Doveva essere il “non arretriamo di un millimetro”, “non cambieremo di una virgola”, “me ne frego delle letterine di Bruxelles”. È accaduto l'opposto. Il governo giallobruno è arretrato di 7 miliardi, rivedendo al ribasso le sue elemosine sociali, già dimezzate rispetto alle promesse elettorali. Vedremo nei prossimi giorni il formato definitivo della manovra, ma le prime anticipazioni sono inequivocabili.

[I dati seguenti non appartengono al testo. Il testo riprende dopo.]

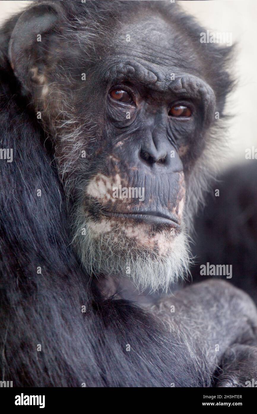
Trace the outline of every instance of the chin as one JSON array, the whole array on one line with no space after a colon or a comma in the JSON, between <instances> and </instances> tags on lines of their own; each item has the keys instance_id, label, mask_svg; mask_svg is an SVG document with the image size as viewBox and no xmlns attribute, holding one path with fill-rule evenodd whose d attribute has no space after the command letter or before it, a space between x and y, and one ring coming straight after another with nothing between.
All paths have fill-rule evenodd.
<instances>
[{"instance_id":1,"label":"chin","mask_svg":"<svg viewBox=\"0 0 257 414\"><path fill-rule=\"evenodd\" d=\"M183 278L190 263L183 222L178 227L124 218L77 214L73 243L92 277L122 276L142 291Z\"/></svg>"}]
</instances>

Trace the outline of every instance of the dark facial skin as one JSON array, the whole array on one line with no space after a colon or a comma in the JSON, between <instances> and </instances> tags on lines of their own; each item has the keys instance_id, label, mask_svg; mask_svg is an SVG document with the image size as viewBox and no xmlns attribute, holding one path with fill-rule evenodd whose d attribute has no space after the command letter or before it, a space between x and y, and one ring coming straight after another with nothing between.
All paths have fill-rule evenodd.
<instances>
[{"instance_id":1,"label":"dark facial skin","mask_svg":"<svg viewBox=\"0 0 257 414\"><path fill-rule=\"evenodd\" d=\"M214 116L215 98L198 77L200 68L190 58L189 45L184 52L180 49L188 67L177 63L177 31L163 18L147 19L143 34L137 19L122 28L124 34L117 35L109 55L97 65L97 82L94 75L90 81L106 120L97 141L98 156L89 160L96 174L84 203L95 218L118 214L178 229L189 169L203 148L202 132ZM104 66L108 69L103 71ZM119 184L144 188L144 200L113 199L112 189Z\"/></svg>"}]
</instances>

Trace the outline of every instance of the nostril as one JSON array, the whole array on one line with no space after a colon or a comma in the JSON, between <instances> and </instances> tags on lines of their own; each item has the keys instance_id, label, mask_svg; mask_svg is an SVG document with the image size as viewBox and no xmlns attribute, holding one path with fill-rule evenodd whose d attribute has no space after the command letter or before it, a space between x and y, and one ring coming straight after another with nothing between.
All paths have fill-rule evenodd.
<instances>
[{"instance_id":1,"label":"nostril","mask_svg":"<svg viewBox=\"0 0 257 414\"><path fill-rule=\"evenodd\" d=\"M153 164L155 162L160 164L163 164L166 161L167 154L165 155L163 155L162 156L159 156L157 154L155 156L153 156L152 155L150 155L147 151L141 150L140 157L149 164Z\"/></svg>"},{"instance_id":2,"label":"nostril","mask_svg":"<svg viewBox=\"0 0 257 414\"><path fill-rule=\"evenodd\" d=\"M146 151L144 151L141 150L140 157L149 164L153 164L155 162L153 157L148 152L147 152Z\"/></svg>"}]
</instances>

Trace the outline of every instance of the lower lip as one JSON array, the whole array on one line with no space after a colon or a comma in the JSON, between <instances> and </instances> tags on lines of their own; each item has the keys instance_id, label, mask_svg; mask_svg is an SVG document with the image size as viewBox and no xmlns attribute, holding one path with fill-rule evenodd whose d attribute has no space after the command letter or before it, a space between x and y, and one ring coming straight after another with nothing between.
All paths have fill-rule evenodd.
<instances>
[{"instance_id":1,"label":"lower lip","mask_svg":"<svg viewBox=\"0 0 257 414\"><path fill-rule=\"evenodd\" d=\"M120 217L127 219L127 220L133 220L134 221L141 222L144 221L150 224L154 224L156 226L169 227L174 229L179 229L180 226L175 221L164 217L160 217L159 216L154 216L148 214L126 214L122 213L111 213L110 212L104 211L104 214L111 217Z\"/></svg>"}]
</instances>

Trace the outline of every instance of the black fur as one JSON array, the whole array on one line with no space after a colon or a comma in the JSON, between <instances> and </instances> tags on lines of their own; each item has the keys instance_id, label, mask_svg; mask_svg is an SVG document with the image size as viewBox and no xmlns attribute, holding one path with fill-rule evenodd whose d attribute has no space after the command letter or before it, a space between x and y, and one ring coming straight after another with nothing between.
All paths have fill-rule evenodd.
<instances>
[{"instance_id":1,"label":"black fur","mask_svg":"<svg viewBox=\"0 0 257 414\"><path fill-rule=\"evenodd\" d=\"M257 162L250 160L224 172L213 184L203 212L196 218L196 256L191 271L200 282L200 266L232 266L229 282L243 289L257 303ZM219 197L215 196L215 189ZM215 276L226 278L226 276Z\"/></svg>"}]
</instances>

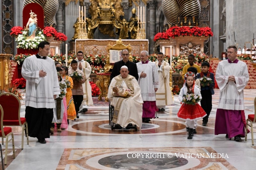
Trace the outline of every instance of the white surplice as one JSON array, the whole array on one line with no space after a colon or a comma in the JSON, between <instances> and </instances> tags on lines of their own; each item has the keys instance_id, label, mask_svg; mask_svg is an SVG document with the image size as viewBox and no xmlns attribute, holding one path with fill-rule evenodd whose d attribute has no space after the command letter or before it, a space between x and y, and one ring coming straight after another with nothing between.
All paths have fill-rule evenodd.
<instances>
[{"instance_id":1,"label":"white surplice","mask_svg":"<svg viewBox=\"0 0 256 170\"><path fill-rule=\"evenodd\" d=\"M133 93L133 97L124 98L116 96L113 87L122 87L124 90L129 89ZM108 93L108 98L111 105L114 107L113 122L125 128L128 124L136 125L137 129L141 127L143 101L140 94L140 89L135 78L128 75L125 78L122 78L119 75L111 81Z\"/></svg>"},{"instance_id":2,"label":"white surplice","mask_svg":"<svg viewBox=\"0 0 256 170\"><path fill-rule=\"evenodd\" d=\"M81 71L84 72L84 75L85 78L85 82L84 83L82 84L83 86L83 90L84 92L84 99L83 100L81 106L79 108L79 110L81 110L84 108L88 108L88 105L93 105L92 98L92 87L89 83L89 78L90 78L90 75L92 72L92 67L89 63L84 60L79 61L77 60L78 65L81 63L82 65ZM69 69L71 67L69 66ZM77 69L79 69L78 68Z\"/></svg>"},{"instance_id":3,"label":"white surplice","mask_svg":"<svg viewBox=\"0 0 256 170\"><path fill-rule=\"evenodd\" d=\"M162 61L162 65L160 67L158 66L158 61L156 62L156 66L157 69L159 77L159 88L156 93L156 106L158 107L173 103L169 84L170 65L168 63L164 60Z\"/></svg>"},{"instance_id":4,"label":"white surplice","mask_svg":"<svg viewBox=\"0 0 256 170\"><path fill-rule=\"evenodd\" d=\"M139 78L138 83L140 87L143 101L156 101L155 88L159 88L159 78L156 64L149 61L147 64L142 64L140 62L136 64ZM146 77L140 77L142 71L147 74Z\"/></svg>"},{"instance_id":5,"label":"white surplice","mask_svg":"<svg viewBox=\"0 0 256 170\"><path fill-rule=\"evenodd\" d=\"M39 71L46 73L39 77ZM48 57L38 59L35 55L24 60L21 75L27 80L25 106L36 108L55 108L53 95L60 94L54 61Z\"/></svg>"},{"instance_id":6,"label":"white surplice","mask_svg":"<svg viewBox=\"0 0 256 170\"><path fill-rule=\"evenodd\" d=\"M226 60L219 63L215 78L220 90L218 108L243 110L244 89L249 80L247 65L238 61L229 63ZM236 83L228 81L228 76L235 76Z\"/></svg>"}]
</instances>

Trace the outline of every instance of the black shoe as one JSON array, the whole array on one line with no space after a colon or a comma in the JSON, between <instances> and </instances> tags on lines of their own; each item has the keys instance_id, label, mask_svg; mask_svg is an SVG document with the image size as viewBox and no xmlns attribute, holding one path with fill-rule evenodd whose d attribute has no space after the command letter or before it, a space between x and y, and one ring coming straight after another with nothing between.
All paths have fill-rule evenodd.
<instances>
[{"instance_id":1,"label":"black shoe","mask_svg":"<svg viewBox=\"0 0 256 170\"><path fill-rule=\"evenodd\" d=\"M187 129L187 131L188 132L189 131L189 128L188 127L186 127L186 129Z\"/></svg>"},{"instance_id":2,"label":"black shoe","mask_svg":"<svg viewBox=\"0 0 256 170\"><path fill-rule=\"evenodd\" d=\"M160 111L161 112L164 112L165 111L165 109L164 108L162 108L161 109L161 110L160 110Z\"/></svg>"},{"instance_id":3,"label":"black shoe","mask_svg":"<svg viewBox=\"0 0 256 170\"><path fill-rule=\"evenodd\" d=\"M242 141L242 140L241 139L241 138L238 135L235 137L235 140L236 142L241 142Z\"/></svg>"},{"instance_id":4,"label":"black shoe","mask_svg":"<svg viewBox=\"0 0 256 170\"><path fill-rule=\"evenodd\" d=\"M142 118L142 121L146 123L148 123L150 122L150 119L148 118Z\"/></svg>"},{"instance_id":5,"label":"black shoe","mask_svg":"<svg viewBox=\"0 0 256 170\"><path fill-rule=\"evenodd\" d=\"M83 109L83 110L82 110L82 112L83 113L85 113L88 111L88 109L87 109L87 108L84 108Z\"/></svg>"},{"instance_id":6,"label":"black shoe","mask_svg":"<svg viewBox=\"0 0 256 170\"><path fill-rule=\"evenodd\" d=\"M115 125L115 129L122 129L122 127L118 124L116 124Z\"/></svg>"},{"instance_id":7,"label":"black shoe","mask_svg":"<svg viewBox=\"0 0 256 170\"><path fill-rule=\"evenodd\" d=\"M44 138L40 139L39 142L41 144L46 144L46 141Z\"/></svg>"}]
</instances>

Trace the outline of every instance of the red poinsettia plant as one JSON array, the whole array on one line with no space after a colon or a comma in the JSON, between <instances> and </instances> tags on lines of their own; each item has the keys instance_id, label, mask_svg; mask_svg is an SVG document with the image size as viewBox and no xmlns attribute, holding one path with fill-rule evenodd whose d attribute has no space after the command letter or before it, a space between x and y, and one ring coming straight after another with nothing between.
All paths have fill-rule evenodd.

Legge Fornero? Resta. La stessa quota 100, già limitata dal rigido paletto dei 38 anni, si riduce a una finestra sperimentale di tre anni, con dilazione dei tempi di accesso per pubblici e privati, rinvio di pagamento del TFR, divieto di cumulo con altri lavori, e ovviamente riduzione degli assegni. Poi (forse), dal 2023, 41 anni per tutti, quando il 65% dei pensionati andrà col misto (contributivo e retributivo) e il montante pensionistico ridurrà ulteriormente la pensione. Risultato? La libertà di scelta è in larga misura una finzione. Centinaia di migliaia di lavoratori saranno costretti a pensioni da fame o a continuare il lavoro. Sino a quando? Sino ai 67 anni, naturalmente, l'età prevista dalla legge Fornero, che infatti rimane intatta. Ed anzi aumenterà col meccanismo intatto dell'aspettativa di vita. Altro che abolizione della Fornero! Salvini e Di Maio vogliono salvare la faccia con la “concessione della libertà di scelta”, ma la legge è congegnata in modo tale da restringere il più possibile la platea dei beneficiari per spingerli a continuare a lavorare. L'obiettivo paradossale di Salvini e Di Maio, che dovevano “abolire la Fornero”, è spingere più lavoratori possibile ad andare in pensione proprio con la Fornero. Perché? Per risparmiare, e così continuare a pagare il debito pubblico, ridurre le tasse ai padroni, incentivare le imprese..

“Mai più sacrifici!”, “Se l'Europa ci chiede altri sacrifici sulla pelle degli italiani, diciamo di no ed è un no definitivo”. Chiacchiere. Il governo reintroduce il blocco dell'indicizzazione delle pensioni voluto da Monti. Sopra i 1.530 euro lordi, sostanzialmente 1.000 euro netti, la pensione non sarà più indicizzata, se non parzialmente, al costo della vita. E pensare che proprio dal 1 gennaio 2019 avrebbe dovuto ritornare il vecchio sistema pre-Monti. Invece no. Il governo giallobruno ritorna quatto quatto sulle orme dell'odiato governo Monti-Fornero. Perché? Perché lo chiede l'Europa capitalista e con essa le banche italiane, rigonfie di titoli pubblici, che chiedono garanzie ai “debitori”. Cioè ai lavoratori, alle lavoratrici, ai pensionati. Il governo giallobruno ha semplicemente rassicurato gli strozzini con una tosatura delle pensioni, come tanti governi del passato.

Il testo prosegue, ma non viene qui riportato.